Letter to a good reader

 
 
 
   
   
   
 
 
Dear David, thanks so much for once again providing such thoughtful, intelligent feedback about my writing. You may be one of few to suggest preferring CFTH to The Situation, as others tend to think the earlier novel too long, slow, or weighed down by backstory. Regardless, while I glean that the subject matter (in particular of ‘Nightmare’) or style may not be to your taste, it’s clear that your objective, critical eye enables you to see qualities in the narrative.  
 
It’s interesting, your comment about the present tense. This is the first book I’ve written this way, on the suggestion of another writer whose prose I appreciate for its immediacy. As The Situation would rely far less on backstory or flashbacks, and much more upon present action, I thought the approach worthwhile. Sorry it didn’t take for you.  I agree with your observation about the movement of the plot, and will likely continue to experiment with tense, or point of view. Without the burden of explaining context (at least, not to the same degree), the writing moved quickly this time and I think that’s reflected in the flow of the story. However, my self-critique is that my overall story is a little too complicated for its own good. While some exposition was necessary in The Situation, it also rendered the plot cumbersome. In retrospect, I think the story as a whole may have benefitted from being simpler, and thus more accessible to the average reader.
 
You’ve offered a theory about the ending so let me explain my intentions there: on the one hand, the reference to Weed’s eye color seemed a catchy way to end a story that places eyes at the center of a theme about non verbal communication and empathy.  Less pointedly, I was vaguely aware of juxtaposing the ordinariness of his eye color (though not the ordinariness of Weed himself) with the extraordinary purpose his (and others) eyes may have in the future: windows to the soul, and all that.  Eyes feature prominently in both novels, with lines like “eyes have much to answer for” (from CFTH) signifying a devaluation of anatomy, but also hinting at unrealized meaning, something that breathes life into cliche. Until the climax of Situation, eyes are referenced mostly as a source of aesthetic appreciation–a decoy cliche–with only subtextual premonitions of the paradigm-shifting social function I introduce through the character of Jules Grotius. I accept that my ending may be anticlimactic for some, though I defy anyone to tell me it’s predictable.

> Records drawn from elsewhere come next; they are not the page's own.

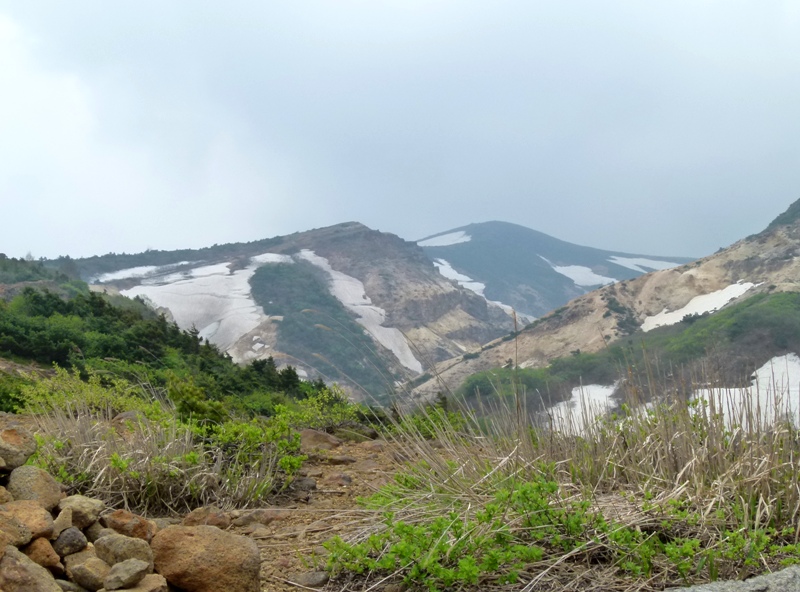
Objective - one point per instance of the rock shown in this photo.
(315, 440)
(787, 580)
(126, 574)
(69, 542)
(91, 573)
(85, 510)
(130, 525)
(340, 460)
(32, 483)
(207, 559)
(310, 579)
(16, 446)
(67, 586)
(31, 514)
(210, 516)
(151, 583)
(15, 532)
(338, 480)
(18, 573)
(116, 548)
(62, 522)
(5, 497)
(265, 516)
(41, 552)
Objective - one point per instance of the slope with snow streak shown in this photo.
(213, 299)
(350, 292)
(774, 393)
(697, 305)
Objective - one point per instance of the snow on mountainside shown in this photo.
(766, 262)
(386, 285)
(529, 271)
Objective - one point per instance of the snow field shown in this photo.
(697, 305)
(445, 240)
(350, 292)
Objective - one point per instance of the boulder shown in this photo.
(210, 516)
(85, 510)
(31, 514)
(18, 573)
(90, 574)
(207, 559)
(151, 583)
(130, 525)
(126, 574)
(69, 542)
(16, 446)
(41, 551)
(13, 531)
(116, 548)
(316, 440)
(32, 483)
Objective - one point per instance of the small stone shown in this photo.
(126, 574)
(91, 573)
(18, 573)
(310, 579)
(31, 483)
(316, 440)
(69, 542)
(16, 446)
(62, 522)
(116, 548)
(130, 525)
(338, 480)
(85, 510)
(5, 497)
(210, 516)
(15, 531)
(31, 514)
(265, 516)
(67, 586)
(41, 551)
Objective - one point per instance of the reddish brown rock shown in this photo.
(207, 559)
(130, 525)
(209, 516)
(41, 551)
(315, 440)
(18, 573)
(32, 483)
(31, 514)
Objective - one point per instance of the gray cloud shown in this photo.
(660, 127)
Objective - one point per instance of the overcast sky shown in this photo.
(666, 127)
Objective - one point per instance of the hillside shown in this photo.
(760, 264)
(343, 303)
(528, 270)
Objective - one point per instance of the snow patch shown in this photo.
(697, 305)
(445, 240)
(478, 287)
(642, 264)
(350, 292)
(581, 275)
(774, 393)
(587, 404)
(211, 298)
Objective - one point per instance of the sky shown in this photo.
(666, 127)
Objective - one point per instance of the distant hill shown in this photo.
(767, 263)
(528, 270)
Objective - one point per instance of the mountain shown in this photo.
(344, 303)
(528, 270)
(763, 264)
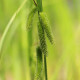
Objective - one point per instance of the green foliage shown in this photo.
(42, 39)
(31, 18)
(39, 64)
(45, 23)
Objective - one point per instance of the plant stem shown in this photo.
(40, 9)
(45, 67)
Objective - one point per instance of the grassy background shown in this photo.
(18, 51)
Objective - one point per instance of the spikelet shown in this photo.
(39, 64)
(45, 23)
(42, 39)
(30, 18)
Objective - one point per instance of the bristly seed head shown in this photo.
(42, 39)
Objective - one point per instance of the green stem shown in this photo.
(45, 67)
(40, 9)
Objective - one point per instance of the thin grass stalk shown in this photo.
(40, 9)
(30, 48)
(39, 64)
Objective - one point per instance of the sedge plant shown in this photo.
(43, 27)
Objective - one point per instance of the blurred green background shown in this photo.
(18, 45)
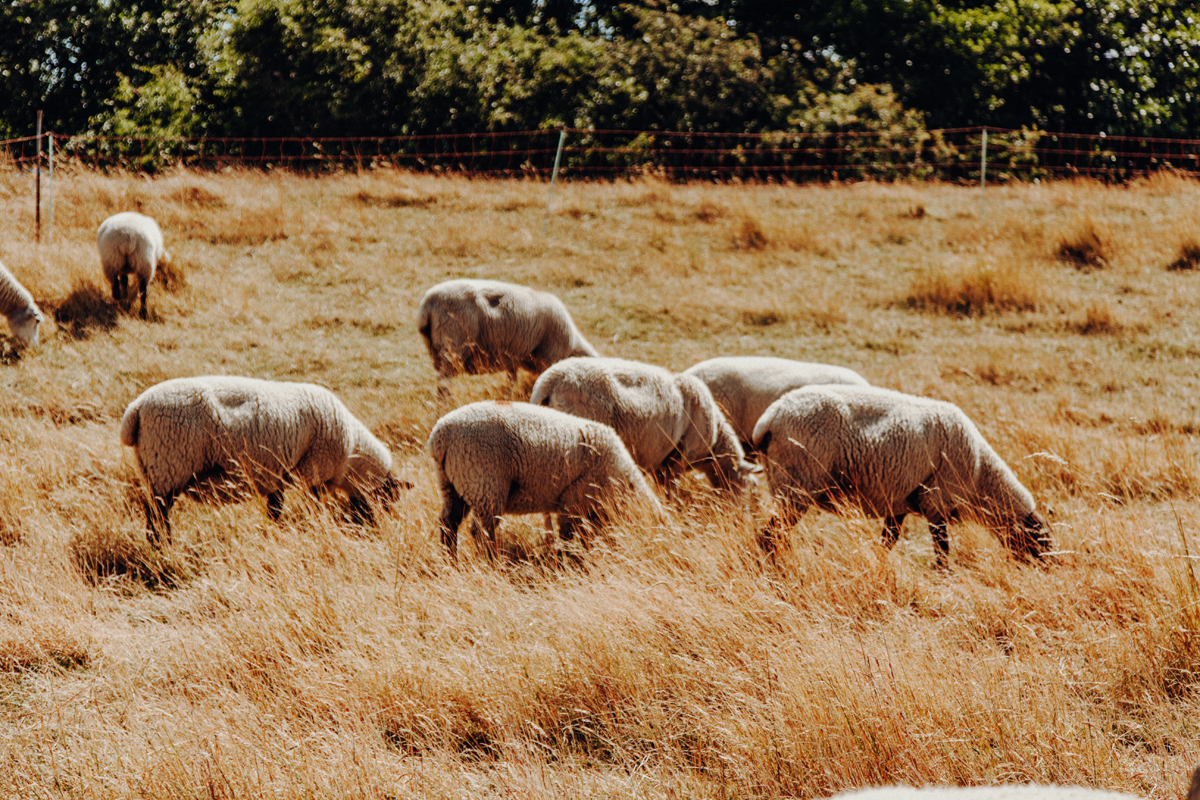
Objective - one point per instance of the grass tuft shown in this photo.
(399, 199)
(1086, 246)
(1099, 319)
(977, 289)
(749, 234)
(1188, 257)
(40, 645)
(107, 557)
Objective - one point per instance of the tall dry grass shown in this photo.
(316, 659)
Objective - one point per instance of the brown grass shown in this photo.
(1086, 245)
(315, 659)
(1188, 257)
(976, 288)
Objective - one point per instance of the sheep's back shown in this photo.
(130, 239)
(865, 444)
(639, 401)
(745, 385)
(522, 453)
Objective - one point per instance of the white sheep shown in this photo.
(669, 421)
(497, 457)
(130, 244)
(190, 432)
(1005, 792)
(745, 385)
(17, 305)
(891, 455)
(481, 326)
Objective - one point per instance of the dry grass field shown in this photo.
(313, 659)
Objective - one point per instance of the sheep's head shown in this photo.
(24, 325)
(1030, 536)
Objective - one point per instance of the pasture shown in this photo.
(316, 659)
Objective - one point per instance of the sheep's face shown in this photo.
(24, 326)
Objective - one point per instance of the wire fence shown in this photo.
(949, 155)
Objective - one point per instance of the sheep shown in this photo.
(130, 244)
(498, 457)
(669, 422)
(17, 305)
(189, 432)
(1005, 792)
(745, 385)
(481, 326)
(891, 455)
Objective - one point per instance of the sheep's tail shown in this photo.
(131, 426)
(438, 445)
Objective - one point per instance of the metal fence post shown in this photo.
(37, 184)
(49, 187)
(983, 174)
(553, 178)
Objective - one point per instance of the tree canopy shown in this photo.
(365, 67)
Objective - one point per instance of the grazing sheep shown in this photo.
(745, 385)
(17, 305)
(480, 326)
(497, 457)
(1006, 792)
(669, 422)
(892, 455)
(191, 431)
(130, 244)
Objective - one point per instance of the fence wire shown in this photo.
(949, 155)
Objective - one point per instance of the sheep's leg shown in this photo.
(791, 509)
(275, 505)
(454, 509)
(361, 512)
(159, 519)
(485, 524)
(941, 542)
(892, 525)
(143, 288)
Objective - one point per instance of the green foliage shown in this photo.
(369, 67)
(69, 56)
(165, 106)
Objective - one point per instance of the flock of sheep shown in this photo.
(594, 429)
(582, 447)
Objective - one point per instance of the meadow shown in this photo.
(318, 659)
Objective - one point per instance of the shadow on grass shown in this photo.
(85, 310)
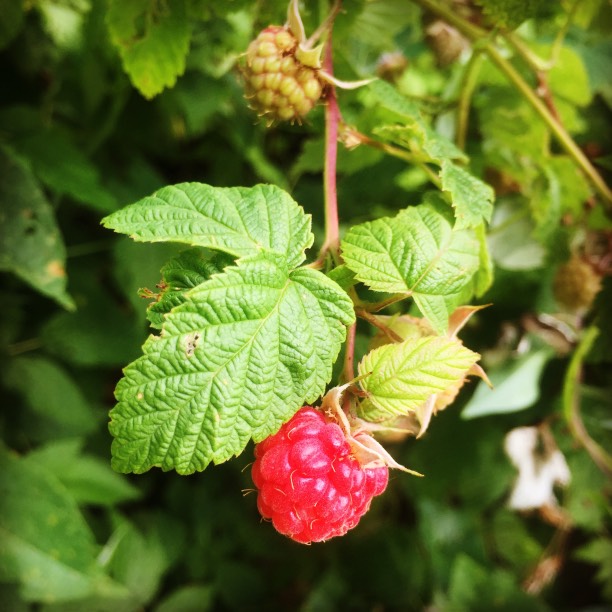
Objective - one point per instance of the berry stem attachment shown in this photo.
(332, 120)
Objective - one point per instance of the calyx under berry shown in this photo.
(317, 476)
(283, 72)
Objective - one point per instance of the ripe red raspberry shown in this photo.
(278, 85)
(310, 484)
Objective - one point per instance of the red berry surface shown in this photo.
(309, 483)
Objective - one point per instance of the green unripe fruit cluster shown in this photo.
(576, 284)
(278, 85)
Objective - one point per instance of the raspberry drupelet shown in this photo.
(278, 85)
(309, 483)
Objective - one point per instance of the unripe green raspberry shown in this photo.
(278, 85)
(576, 284)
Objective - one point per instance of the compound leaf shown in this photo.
(153, 41)
(416, 253)
(240, 221)
(400, 377)
(247, 348)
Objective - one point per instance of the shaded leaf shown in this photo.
(511, 13)
(89, 479)
(54, 397)
(30, 242)
(515, 386)
(46, 543)
(11, 22)
(62, 166)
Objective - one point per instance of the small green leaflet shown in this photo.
(417, 253)
(399, 378)
(153, 41)
(239, 221)
(470, 197)
(247, 348)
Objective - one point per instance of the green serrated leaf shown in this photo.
(483, 279)
(471, 198)
(241, 221)
(153, 41)
(183, 272)
(343, 276)
(416, 253)
(515, 386)
(233, 362)
(30, 242)
(399, 378)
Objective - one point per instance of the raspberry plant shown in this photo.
(383, 230)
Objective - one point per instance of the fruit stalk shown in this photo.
(332, 119)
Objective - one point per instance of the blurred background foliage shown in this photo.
(103, 102)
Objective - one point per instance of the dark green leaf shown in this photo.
(30, 242)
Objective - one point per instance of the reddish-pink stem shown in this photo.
(332, 119)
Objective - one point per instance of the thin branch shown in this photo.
(332, 120)
(468, 86)
(571, 403)
(481, 36)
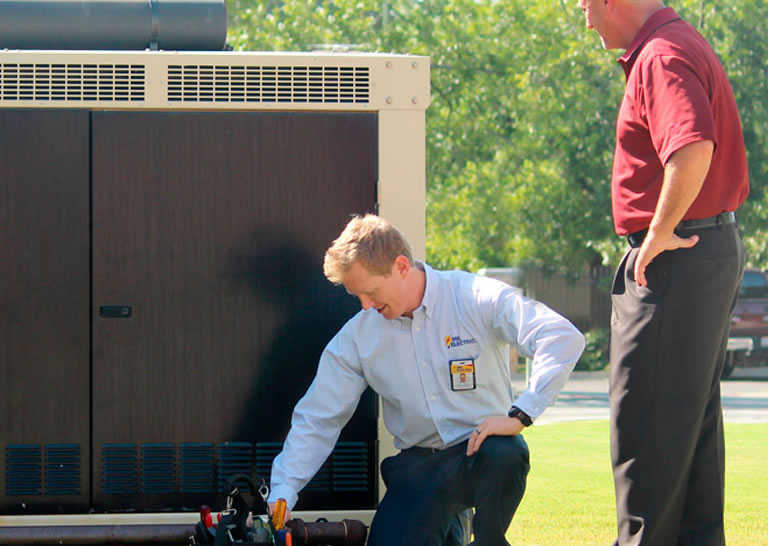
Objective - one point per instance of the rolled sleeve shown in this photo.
(318, 419)
(550, 340)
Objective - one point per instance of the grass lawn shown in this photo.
(569, 498)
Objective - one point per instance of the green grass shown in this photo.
(569, 498)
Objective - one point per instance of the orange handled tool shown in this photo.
(279, 514)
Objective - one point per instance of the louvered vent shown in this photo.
(269, 84)
(72, 82)
(349, 466)
(119, 469)
(62, 469)
(158, 468)
(198, 467)
(23, 469)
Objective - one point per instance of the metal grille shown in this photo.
(269, 84)
(72, 82)
(349, 466)
(23, 469)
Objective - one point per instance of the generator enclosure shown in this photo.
(164, 216)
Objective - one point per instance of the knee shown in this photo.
(504, 452)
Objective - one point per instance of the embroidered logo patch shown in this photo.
(457, 341)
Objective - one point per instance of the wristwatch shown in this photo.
(524, 418)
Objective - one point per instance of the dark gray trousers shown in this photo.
(426, 491)
(668, 342)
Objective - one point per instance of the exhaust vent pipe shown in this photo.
(196, 25)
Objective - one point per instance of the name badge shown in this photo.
(463, 374)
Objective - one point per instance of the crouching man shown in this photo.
(434, 345)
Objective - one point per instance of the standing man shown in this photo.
(679, 173)
(435, 346)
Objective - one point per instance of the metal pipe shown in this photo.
(113, 24)
(97, 534)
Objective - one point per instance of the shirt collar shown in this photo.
(654, 22)
(430, 290)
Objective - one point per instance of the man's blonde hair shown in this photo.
(370, 240)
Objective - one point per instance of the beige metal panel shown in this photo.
(402, 174)
(402, 200)
(183, 80)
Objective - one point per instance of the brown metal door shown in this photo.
(44, 311)
(210, 307)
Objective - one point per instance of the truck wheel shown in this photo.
(729, 364)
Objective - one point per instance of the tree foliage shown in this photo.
(520, 132)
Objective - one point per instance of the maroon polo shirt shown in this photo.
(677, 93)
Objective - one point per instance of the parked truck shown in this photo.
(748, 340)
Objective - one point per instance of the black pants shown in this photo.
(425, 491)
(667, 348)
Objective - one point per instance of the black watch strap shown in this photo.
(524, 418)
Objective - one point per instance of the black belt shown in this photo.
(723, 219)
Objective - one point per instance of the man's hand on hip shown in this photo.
(653, 245)
(493, 426)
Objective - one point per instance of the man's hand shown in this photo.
(653, 245)
(493, 426)
(684, 175)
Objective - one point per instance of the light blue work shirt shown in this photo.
(407, 362)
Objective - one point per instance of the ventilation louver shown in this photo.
(72, 82)
(269, 84)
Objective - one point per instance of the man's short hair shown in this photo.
(370, 240)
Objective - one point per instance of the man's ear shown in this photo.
(402, 265)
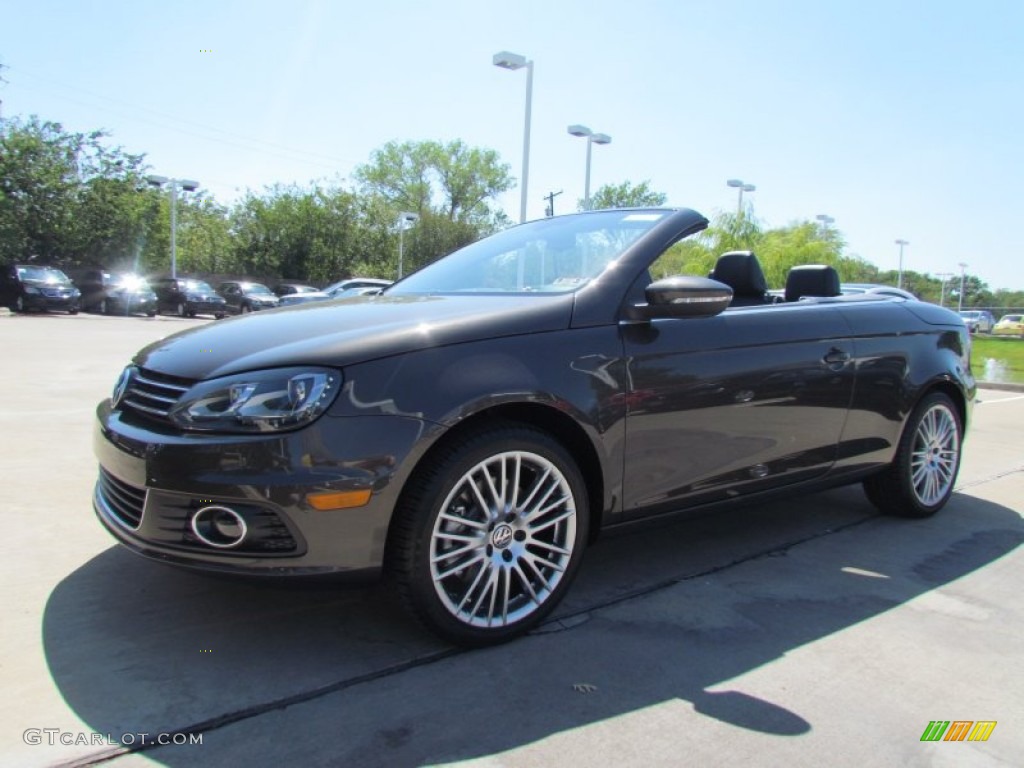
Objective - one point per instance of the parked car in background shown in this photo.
(116, 293)
(25, 287)
(339, 290)
(187, 297)
(290, 289)
(245, 297)
(473, 428)
(978, 321)
(871, 288)
(1010, 325)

It occurs to me that ‘anti-climax’ may be an unwitting compliment: an admission from readers that I’d bucked expectations, delivered something original. Actually, my biggest concern is not so much the reader’s expectations, but rather his or her misunderstanding–perhaps the assignment of pretense to my lofty purpose. Only those who know me as a psychotherapist might have seen it coming, and only those primed for psychological fiction (really, I’ve consistently described it as such) might immediately recognize a theme that posits horror (or trauma) as that which ultimately informs social engagement rather than isolation. For this reason, I think my strange, dark and sometimes grisly novels carry positive messages that redeem flawed characters living in desensitized, less-than-conscious times.